男にとって富は自分が生涯をかけて獲得したものだ。これを失うとは自分を失うことになる。彼は悲しみながら立ち去った。

わたしたちはここから何を学ぶか。自分が生涯を賭して獲得した財産、地位、名誉すべて捨てて、文字通り裸一貫になってイエスに従えと言われる。それが「永遠の命を受け継ぐ道である」と言われる。富と永遠の命の両方を持つことはできないと言われるのだ。

「だれも、二人の主人に使えることはできない。一方を憎んで他方を愛するか、一方に親しんで他方を軽んじるか、どちらかである。あなたがたは、神と富に仕えることはできない。」(マタイによる福音書6章24節)。わたしたちは富を持って神の国に入ることはできないのだ。なぜか。「あなたの富があるところに、あなたの心がある」からである(同6章21節)。

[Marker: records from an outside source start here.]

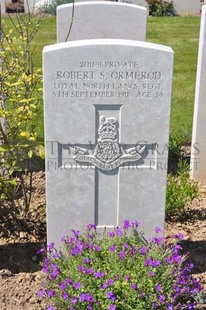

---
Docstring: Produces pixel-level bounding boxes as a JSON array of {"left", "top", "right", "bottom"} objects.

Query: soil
[{"left": 0, "top": 172, "right": 206, "bottom": 310}]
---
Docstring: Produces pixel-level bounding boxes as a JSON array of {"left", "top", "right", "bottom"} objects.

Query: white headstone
[
  {"left": 119, "top": 0, "right": 148, "bottom": 7},
  {"left": 24, "top": 0, "right": 42, "bottom": 13},
  {"left": 43, "top": 39, "right": 173, "bottom": 245},
  {"left": 57, "top": 1, "right": 147, "bottom": 42},
  {"left": 190, "top": 5, "right": 206, "bottom": 182},
  {"left": 1, "top": 0, "right": 6, "bottom": 14}
]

これは厳粛な事実である。逆に富どころか、他人に言えないような生涯であっても、イエスの十字架によって算盤で言う「ご破産にして」もらって永遠の命に与り神の国に入ることができる。

 

あなたはどこに宝を積んでいるか、あなたに欠けているものはないかと、今もイエスはわたしたちに問いかけておられる。